Des coups de matraque, mais pas de pénétration ? Lors de son audition, l’officier de police mis en examen pour viol dans l’affaire Théo s’est défendu d’avoir gravement blessé le jeune homme. L’Express et Europe 1 ont publié, mercredi 15 et jeudi 16 février, des extraits du procès-verbal de l’audition du gardien de la paix. Franceinfo revient sur ce qu’il faut en retenir.

Cette première audition a eu lieu le 2 février à 19h09, tout juste plus de deux heures après l’arrestation de Théo dans la cité des 3 000 d’Aulnay-sous-Bois (Seine-Saint-Denis). Le policier raconte que la situation a dégénéré après le contrôle dans ce quartier d’un « individu déjà connu de nos services pour son implication pour le trafic de produits stupéfiants ». Une altercation débute après la palpation d’une deuxième personne, rapporte L’Express. La patrouille de police tente alors d’interpeller Théo.

Alors que je venais de lui saisir le bras, je recevais de sa part un coup-de-poing au niveau de la pommette gauche. Durant quelques instants, j’ai été sonné.

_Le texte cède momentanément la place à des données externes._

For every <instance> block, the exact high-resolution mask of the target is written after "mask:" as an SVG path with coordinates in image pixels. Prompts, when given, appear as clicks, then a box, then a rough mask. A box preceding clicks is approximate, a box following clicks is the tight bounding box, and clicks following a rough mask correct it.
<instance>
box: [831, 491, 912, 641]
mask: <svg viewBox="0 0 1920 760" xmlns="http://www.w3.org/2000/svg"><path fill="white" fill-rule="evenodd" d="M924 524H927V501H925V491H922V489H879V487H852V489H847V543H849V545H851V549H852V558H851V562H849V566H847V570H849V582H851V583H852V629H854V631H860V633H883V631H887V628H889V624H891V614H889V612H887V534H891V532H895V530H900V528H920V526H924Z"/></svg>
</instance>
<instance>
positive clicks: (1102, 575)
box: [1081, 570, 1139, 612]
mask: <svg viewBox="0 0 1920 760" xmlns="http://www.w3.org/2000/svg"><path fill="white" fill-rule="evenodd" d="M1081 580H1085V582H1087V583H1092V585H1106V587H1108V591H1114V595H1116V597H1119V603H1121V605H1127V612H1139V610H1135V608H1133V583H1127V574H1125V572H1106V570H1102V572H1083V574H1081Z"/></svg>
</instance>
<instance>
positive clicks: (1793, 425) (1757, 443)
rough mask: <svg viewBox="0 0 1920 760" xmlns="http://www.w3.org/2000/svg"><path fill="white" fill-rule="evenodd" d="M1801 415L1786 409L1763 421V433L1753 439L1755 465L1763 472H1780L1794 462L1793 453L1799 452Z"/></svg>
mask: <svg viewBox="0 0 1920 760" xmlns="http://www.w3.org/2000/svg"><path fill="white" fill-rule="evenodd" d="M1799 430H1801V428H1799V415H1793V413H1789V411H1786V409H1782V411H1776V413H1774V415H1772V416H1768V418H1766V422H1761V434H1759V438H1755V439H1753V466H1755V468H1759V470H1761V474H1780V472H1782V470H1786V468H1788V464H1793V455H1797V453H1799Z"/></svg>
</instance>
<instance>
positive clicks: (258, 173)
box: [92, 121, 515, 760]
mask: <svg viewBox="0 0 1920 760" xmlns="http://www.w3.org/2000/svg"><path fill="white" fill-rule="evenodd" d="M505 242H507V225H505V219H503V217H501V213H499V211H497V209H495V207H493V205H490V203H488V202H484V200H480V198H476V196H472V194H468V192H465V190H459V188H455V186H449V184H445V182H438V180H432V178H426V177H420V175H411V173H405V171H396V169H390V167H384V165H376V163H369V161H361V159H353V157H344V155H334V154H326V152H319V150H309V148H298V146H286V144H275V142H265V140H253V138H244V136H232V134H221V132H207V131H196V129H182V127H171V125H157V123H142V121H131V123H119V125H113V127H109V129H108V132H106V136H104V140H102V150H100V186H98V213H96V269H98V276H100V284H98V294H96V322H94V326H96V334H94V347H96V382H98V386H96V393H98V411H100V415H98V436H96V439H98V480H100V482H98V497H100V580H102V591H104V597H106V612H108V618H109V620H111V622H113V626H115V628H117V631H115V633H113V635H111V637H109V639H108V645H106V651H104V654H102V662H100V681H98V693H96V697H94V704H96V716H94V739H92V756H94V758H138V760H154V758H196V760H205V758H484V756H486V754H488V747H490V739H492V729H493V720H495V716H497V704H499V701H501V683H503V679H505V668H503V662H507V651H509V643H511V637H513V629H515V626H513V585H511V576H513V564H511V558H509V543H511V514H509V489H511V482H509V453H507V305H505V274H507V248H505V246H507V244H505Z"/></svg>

Le policier mis en examenlors de son audition

« J’ai compris à ce moment-là, que l’individu serait prêt à tout pour se soustraire. Il se débattait, portait des coups-de-poing à tout-va, gesticulait en tous sens, même des jambes », continue le gardien de la paix. Il raconte que l’un de ses collègues parvient toutefois à conduire le jeune homme au sol, mais est entraîné dans sa chute « de manière très brutale ».

« Je n’ai aucune idée de la façon dont cette plaie a été faite »

Théo devient alors « encore plus virulent » et envoie plusieurs coups de pied à destination des policiers, selon lui. « J’usais alors de ma matraque télescopique et lui portais des coups en visant l’arrière des cuisses. L’individu continuait de se débattre, il se retournait, gesticulait en usant de son gabarit musclé, et il parvenait à se relever », continue le policier. Une fois debout, Théo se met alors à « piétiner » l’un de ses collègues, ajoute-t-il.

Le gardien de la paix raconte alors avoir de nouveau porté des coups de matraque au jeune homme, mais ne fait jamais mention de frappes au niveau des fesses.

Je décidais de porter à l’individu des coups de matraque télescopique en visant ses membres inférieurs dans l’espoir de lui faire perdre l’équilibre et de l’amener au sol.

Le policier mis en examenlors de son audition

Après un autre coup « au niveau d’une de ses jambes », Théo est menotté. Contrairement à ce qu’affirmait le jeune homme à son avocat, le policier dit n’avoir remarqué « une plaie saignante » qu’une fois arrivé au commissariat. « Je n’ai aucune idée de la façon dont cette plaie a été faite », conclut-il dans sa déposition.

Au commissariat, Théo, pourtant blessé, refuse dans un premier temps de se faire examiner par un médecin. Alertés, les pompiers l’emmènent à l’hôpital où la gravité de sa blessure est constatée. Le soir même, l’Inspection générale de la police nationale est saisie.